Nintendo's buying Microsoft? Well, I heard it from someone who heard it from someone...

Many of the rumors posted on this subreddit are coming from secondhand, thirdhand, or even more distant sources (when they're not simply made up). There are a couple of Discords where this kind of information is circulated, and often that gets out to the public through Twitter, podcasts, etc. Someone in localization for PlayStation passed along a message that got passed to someone who knows someone who dropped it in chat and bam, there's suddenly an account tweeting cryptic emoji.

These rumors sometimes turn out to be correct, but the further removed from the original source you get, the more likely that something gets garbled along the way. Also, the folks sharing information from these kinds of sources are less likely to be diligent about making sure everything is buttoned up. They're also more likely to be vague and cryptic because they know they don't really have the goods.

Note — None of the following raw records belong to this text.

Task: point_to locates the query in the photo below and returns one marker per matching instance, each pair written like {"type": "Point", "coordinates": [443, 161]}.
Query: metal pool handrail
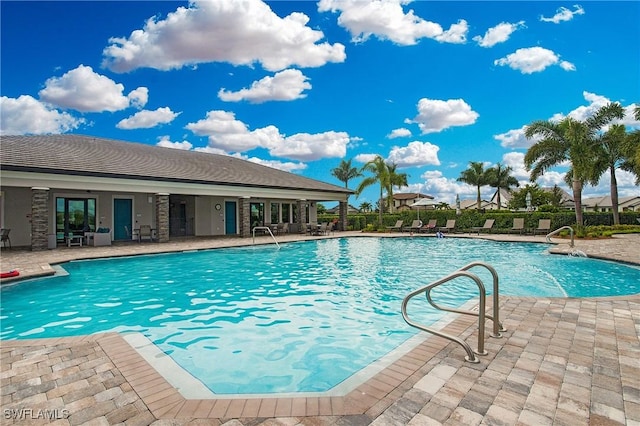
{"type": "Point", "coordinates": [548, 237]}
{"type": "Point", "coordinates": [471, 355]}
{"type": "Point", "coordinates": [267, 229]}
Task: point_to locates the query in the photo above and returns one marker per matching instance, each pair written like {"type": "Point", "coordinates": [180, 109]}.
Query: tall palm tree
{"type": "Point", "coordinates": [345, 172]}
{"type": "Point", "coordinates": [380, 171]}
{"type": "Point", "coordinates": [610, 152]}
{"type": "Point", "coordinates": [500, 177]}
{"type": "Point", "coordinates": [568, 140]}
{"type": "Point", "coordinates": [475, 175]}
{"type": "Point", "coordinates": [395, 179]}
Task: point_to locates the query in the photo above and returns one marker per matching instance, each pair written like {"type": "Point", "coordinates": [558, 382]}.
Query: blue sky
{"type": "Point", "coordinates": [301, 85]}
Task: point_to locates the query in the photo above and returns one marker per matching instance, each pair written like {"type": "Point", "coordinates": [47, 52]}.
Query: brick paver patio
{"type": "Point", "coordinates": [561, 361]}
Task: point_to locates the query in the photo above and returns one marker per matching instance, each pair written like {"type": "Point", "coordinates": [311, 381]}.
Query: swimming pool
{"type": "Point", "coordinates": [299, 319]}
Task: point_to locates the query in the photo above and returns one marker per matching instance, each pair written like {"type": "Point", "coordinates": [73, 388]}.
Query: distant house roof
{"type": "Point", "coordinates": [91, 156]}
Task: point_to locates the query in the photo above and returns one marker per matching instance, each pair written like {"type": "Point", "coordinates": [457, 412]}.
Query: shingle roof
{"type": "Point", "coordinates": [92, 156]}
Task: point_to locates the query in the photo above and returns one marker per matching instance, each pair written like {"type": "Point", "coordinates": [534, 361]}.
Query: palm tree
{"type": "Point", "coordinates": [610, 156]}
{"type": "Point", "coordinates": [568, 140]}
{"type": "Point", "coordinates": [395, 179]}
{"type": "Point", "coordinates": [475, 175]}
{"type": "Point", "coordinates": [380, 172]}
{"type": "Point", "coordinates": [345, 172]}
{"type": "Point", "coordinates": [500, 177]}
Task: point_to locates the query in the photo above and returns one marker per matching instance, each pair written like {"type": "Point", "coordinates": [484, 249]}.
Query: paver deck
{"type": "Point", "coordinates": [562, 361]}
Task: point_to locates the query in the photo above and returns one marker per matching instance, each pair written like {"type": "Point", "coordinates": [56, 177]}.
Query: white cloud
{"type": "Point", "coordinates": [241, 33]}
{"type": "Point", "coordinates": [286, 85]}
{"type": "Point", "coordinates": [84, 90]}
{"type": "Point", "coordinates": [139, 97]}
{"type": "Point", "coordinates": [436, 115]}
{"type": "Point", "coordinates": [227, 133]}
{"type": "Point", "coordinates": [26, 115]}
{"type": "Point", "coordinates": [165, 142]}
{"type": "Point", "coordinates": [146, 119]}
{"type": "Point", "coordinates": [533, 59]}
{"type": "Point", "coordinates": [399, 133]}
{"type": "Point", "coordinates": [563, 14]}
{"type": "Point", "coordinates": [415, 154]}
{"type": "Point", "coordinates": [498, 34]}
{"type": "Point", "coordinates": [386, 20]}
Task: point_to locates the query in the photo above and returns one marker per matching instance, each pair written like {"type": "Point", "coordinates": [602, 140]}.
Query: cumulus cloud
{"type": "Point", "coordinates": [563, 14]}
{"type": "Point", "coordinates": [241, 33]}
{"type": "Point", "coordinates": [286, 85]}
{"type": "Point", "coordinates": [414, 154]}
{"type": "Point", "coordinates": [533, 59]}
{"type": "Point", "coordinates": [28, 116]}
{"type": "Point", "coordinates": [399, 133]}
{"type": "Point", "coordinates": [147, 119]}
{"type": "Point", "coordinates": [498, 34]}
{"type": "Point", "coordinates": [386, 20]}
{"type": "Point", "coordinates": [84, 90]}
{"type": "Point", "coordinates": [229, 134]}
{"type": "Point", "coordinates": [165, 142]}
{"type": "Point", "coordinates": [435, 115]}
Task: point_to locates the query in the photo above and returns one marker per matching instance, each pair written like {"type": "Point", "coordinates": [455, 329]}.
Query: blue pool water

That last line might be the most useful of all. There are so many people on social media, Reddit, YouTube and other platforms who are trying to make a name for themselves as leakers or reporters, but whose sole output are "vague and cryptic" messages because they don't actually know shit. It's certainly a noise problem!

Hopefully, armed with some of the knowledge here, if wading into rumours is your thing you'll be better equipped to sift through all this in the future!